To extract the first 1000 rows of a Spark DataFrame, you can use the `limit` function followed by `collect`. The `limit` function restricts the number of rows in the DataFrame to the specified amount, and the `collect` function retrieves those rows to the driver program. Here’s how you can do it in various languages:
Using PySpark
from pyspark.sql import SparkSession
# Create a Spark session
spark = SparkSession.builder.appName("ExampleApp").getOrCreate()
# Creating a DataFrame
data = [(i,) for i in range(10000)] # Example data
df = spark.createDataFrame(data, ["number"])
# Extract the first 1000 rows
limited_df = df.limit(1000)
result = limited_df.collect()
# Display result
for row in result:
print(row)
Output
Row(number=0)
Row(number=1)
Row(number=2)
...
Row(number=999)
Using Scala
import org.apache.spark.sql.SparkSession
// Create a Spark session
val spark = SparkSession.builder.appName("ExampleApp").getOrCreate()
// Creating a DataFrame
val data = Seq.range(0, 10000).map(Tuple1(_))
val df = spark.createDataFrame(data).toDF("number")
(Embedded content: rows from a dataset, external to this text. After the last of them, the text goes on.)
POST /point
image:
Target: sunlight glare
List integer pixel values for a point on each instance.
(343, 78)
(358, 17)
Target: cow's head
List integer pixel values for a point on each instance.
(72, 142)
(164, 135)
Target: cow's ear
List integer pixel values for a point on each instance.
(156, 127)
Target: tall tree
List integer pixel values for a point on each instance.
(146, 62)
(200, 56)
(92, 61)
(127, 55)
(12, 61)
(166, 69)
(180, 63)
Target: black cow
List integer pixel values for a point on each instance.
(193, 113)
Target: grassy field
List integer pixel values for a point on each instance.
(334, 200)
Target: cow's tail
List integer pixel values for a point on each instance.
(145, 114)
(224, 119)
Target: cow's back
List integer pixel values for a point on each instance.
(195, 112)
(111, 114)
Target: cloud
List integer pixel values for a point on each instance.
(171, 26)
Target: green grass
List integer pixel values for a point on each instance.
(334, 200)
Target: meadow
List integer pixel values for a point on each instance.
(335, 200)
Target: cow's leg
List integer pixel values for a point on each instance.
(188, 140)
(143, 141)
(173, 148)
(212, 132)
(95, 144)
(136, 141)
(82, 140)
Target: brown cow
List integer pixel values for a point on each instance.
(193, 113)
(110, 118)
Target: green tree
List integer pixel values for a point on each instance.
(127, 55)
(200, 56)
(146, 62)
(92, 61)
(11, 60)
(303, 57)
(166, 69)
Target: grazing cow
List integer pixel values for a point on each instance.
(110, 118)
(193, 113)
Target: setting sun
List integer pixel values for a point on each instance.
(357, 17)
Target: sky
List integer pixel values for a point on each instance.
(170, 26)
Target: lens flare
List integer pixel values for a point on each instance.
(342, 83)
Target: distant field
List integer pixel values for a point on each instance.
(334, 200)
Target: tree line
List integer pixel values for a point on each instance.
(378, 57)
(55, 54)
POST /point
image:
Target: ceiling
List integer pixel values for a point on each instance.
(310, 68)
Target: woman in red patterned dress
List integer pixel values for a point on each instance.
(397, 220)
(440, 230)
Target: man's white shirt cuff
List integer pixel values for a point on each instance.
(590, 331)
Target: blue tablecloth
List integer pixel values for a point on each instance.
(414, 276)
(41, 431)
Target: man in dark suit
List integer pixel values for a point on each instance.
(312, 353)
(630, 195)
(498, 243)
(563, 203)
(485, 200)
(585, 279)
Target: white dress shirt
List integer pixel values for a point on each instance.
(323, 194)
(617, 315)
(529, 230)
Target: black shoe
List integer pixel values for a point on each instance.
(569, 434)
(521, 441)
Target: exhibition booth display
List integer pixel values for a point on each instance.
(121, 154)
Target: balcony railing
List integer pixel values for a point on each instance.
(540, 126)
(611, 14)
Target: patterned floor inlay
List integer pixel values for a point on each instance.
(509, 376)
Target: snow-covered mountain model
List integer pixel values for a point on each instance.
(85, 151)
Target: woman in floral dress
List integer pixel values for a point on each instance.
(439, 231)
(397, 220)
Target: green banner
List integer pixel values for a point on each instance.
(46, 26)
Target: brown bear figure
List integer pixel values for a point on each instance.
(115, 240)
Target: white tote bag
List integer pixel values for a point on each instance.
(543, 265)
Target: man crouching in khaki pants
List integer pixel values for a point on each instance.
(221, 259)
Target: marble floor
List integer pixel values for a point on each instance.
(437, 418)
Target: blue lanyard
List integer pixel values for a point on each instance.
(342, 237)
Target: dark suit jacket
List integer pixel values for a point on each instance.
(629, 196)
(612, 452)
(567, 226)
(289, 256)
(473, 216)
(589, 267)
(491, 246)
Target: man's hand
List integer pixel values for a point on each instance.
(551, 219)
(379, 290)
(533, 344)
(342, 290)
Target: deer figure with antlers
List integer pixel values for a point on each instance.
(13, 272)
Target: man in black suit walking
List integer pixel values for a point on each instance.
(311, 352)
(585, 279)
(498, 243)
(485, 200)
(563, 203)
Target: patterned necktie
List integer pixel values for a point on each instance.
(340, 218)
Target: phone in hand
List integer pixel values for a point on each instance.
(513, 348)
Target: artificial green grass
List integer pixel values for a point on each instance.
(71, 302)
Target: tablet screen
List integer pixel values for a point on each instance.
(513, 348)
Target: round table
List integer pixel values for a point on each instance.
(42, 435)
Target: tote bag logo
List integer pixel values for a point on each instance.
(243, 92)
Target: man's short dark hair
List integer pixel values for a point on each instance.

// Extract the first 1000 rows
val limitedDF = df.limit(1000)
val result = limitedDF.collect()
// Display result
result.foreach(println)
Output
[0]
[1]
[2]
...
[999]
Using Java
import org.apache.spark.sql.Dataset;
import org.apache.spark.sql.Row;
import org.apache.spark.sql.SparkSession;
public class ExtractRows {
public static void main(String[] args) {
// Create a Spark session
SparkSession spark = SparkSession.builder().appName("ExampleApp").getOrCreate();
// Creating a DataFrame
List<Row> data = new ArrayList<>();
for (int i = 0; i < 10000; i++) {
data.add(RowFactory.create(i));
}
StructType schema = new StructType(new StructField[]{
new StructField("number", DataTypes.IntegerType, false, Metadata.empty())
});
Dataset<Row> df = spark.createDataFrame(data, schema);
// Extract the first 1000 rows
Dataset<Row> limitedDF = df.limit(1000);
List<Row> result = limitedDF.collectAsList();
// Display result
result.forEach(System.out::println);
}
}
Output
[0]
[1]
[2]
...
[999]
By using the `limit` method followed by `collect`, you can extract the first 1000 rows of a Spark DataFrame in an efficient manner. Note that the `collect` method should be used with caution for very large datasets, as it brings all the data to the driver node.